Passou da hora de nos unirmos em busca de uma escola que efetivamente ensine, e deixe de ser um local de depósito de crianças e adolescentes.
Os Conselhos Tutelares e os profissionais de Psicologia precisam ser parte integrante desta nova rede de educação. Os jovens recebem diariamente uma carga de informação gigantesca. Muitos, precisam de ajuda para filtrar tamanho (des)conhecimento. A família deveria fazer este filtro, mas não tem feito. Assim, é, novamente, o sistema educacional quem exerce mais esta função.
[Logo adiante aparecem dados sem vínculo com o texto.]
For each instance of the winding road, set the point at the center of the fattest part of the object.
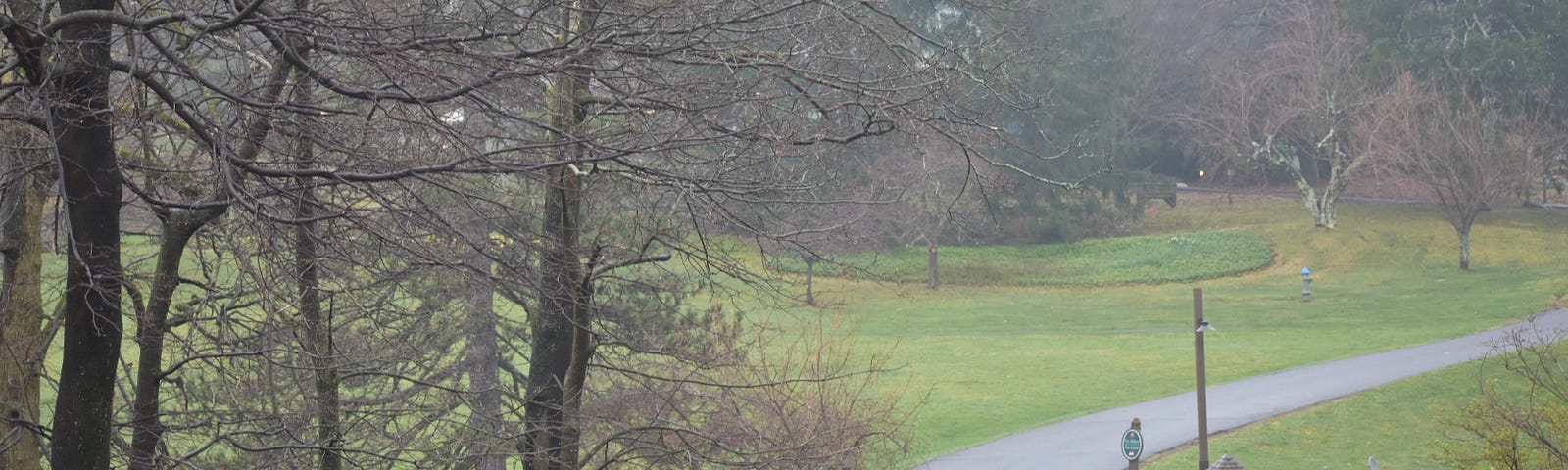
(1092, 443)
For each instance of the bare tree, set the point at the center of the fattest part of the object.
(635, 130)
(1517, 422)
(1465, 149)
(1278, 88)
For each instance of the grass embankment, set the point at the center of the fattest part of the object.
(1152, 258)
(988, 360)
(1395, 423)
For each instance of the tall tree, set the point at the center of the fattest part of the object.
(23, 337)
(1468, 151)
(77, 82)
(1278, 88)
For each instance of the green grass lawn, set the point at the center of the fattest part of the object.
(1396, 423)
(984, 362)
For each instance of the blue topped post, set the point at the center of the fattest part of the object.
(1306, 284)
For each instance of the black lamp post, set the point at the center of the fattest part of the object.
(1200, 326)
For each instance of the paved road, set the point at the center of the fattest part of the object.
(1094, 443)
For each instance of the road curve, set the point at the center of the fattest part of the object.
(1092, 443)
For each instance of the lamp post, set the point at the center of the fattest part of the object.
(1200, 326)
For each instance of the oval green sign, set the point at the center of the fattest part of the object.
(1133, 444)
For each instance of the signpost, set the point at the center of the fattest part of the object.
(1133, 444)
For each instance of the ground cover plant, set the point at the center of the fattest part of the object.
(990, 360)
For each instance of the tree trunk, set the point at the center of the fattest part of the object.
(562, 342)
(21, 306)
(151, 329)
(483, 350)
(91, 187)
(318, 321)
(1324, 212)
(179, 226)
(811, 276)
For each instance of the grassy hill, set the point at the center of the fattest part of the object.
(988, 360)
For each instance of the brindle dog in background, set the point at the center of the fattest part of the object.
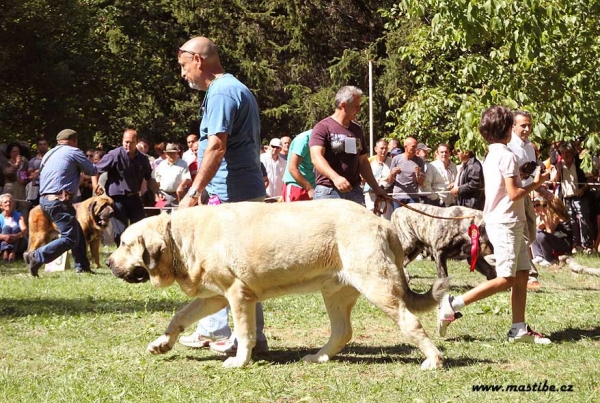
(443, 238)
(93, 214)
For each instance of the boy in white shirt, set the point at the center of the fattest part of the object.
(504, 214)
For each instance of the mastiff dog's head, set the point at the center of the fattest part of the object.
(144, 253)
(101, 210)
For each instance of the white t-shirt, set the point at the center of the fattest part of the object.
(499, 164)
(169, 176)
(275, 171)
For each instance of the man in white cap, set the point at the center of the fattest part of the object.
(275, 166)
(60, 172)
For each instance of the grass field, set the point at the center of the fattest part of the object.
(83, 338)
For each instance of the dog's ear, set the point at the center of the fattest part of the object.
(92, 208)
(154, 246)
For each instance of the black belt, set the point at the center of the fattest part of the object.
(126, 195)
(57, 196)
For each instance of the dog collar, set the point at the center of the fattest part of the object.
(474, 234)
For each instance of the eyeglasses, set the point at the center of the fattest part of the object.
(180, 51)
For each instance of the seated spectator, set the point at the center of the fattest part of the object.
(394, 145)
(554, 235)
(191, 155)
(407, 174)
(439, 178)
(15, 172)
(13, 229)
(275, 166)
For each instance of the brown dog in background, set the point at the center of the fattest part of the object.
(93, 214)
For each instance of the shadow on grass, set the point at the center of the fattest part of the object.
(353, 354)
(570, 334)
(76, 306)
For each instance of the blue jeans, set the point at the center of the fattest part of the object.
(405, 201)
(355, 195)
(217, 324)
(12, 247)
(71, 235)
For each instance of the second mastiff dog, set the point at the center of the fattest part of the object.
(241, 253)
(93, 215)
(443, 238)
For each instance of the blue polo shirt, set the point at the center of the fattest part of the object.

Sempre quando ocorre uma tragédia, medidas são propostas. São debatidas. Teses mirabolantes e outras mais realistas surgem. No caso da Raul Brasil não foi diferente. Aparelhos detectores de metais nas portas das escolas, militarização do ensino e até professores armados. Somos, definitivamente e infelizmente, um País reativo.
Uma reatividade que se mostra em palavras, mas com poucos atos. Um mês depois do ataque, a Raul Brasil e tantas outras escolas seguem com um sistema falho na proteção dos nossos jovens. Os alunos/sobreviventes e as famílias ainda sofrem com a falta de apoio e de acolhimento.
Precisamos nos apresar, porque a normalidade parece mesmo estar voltando.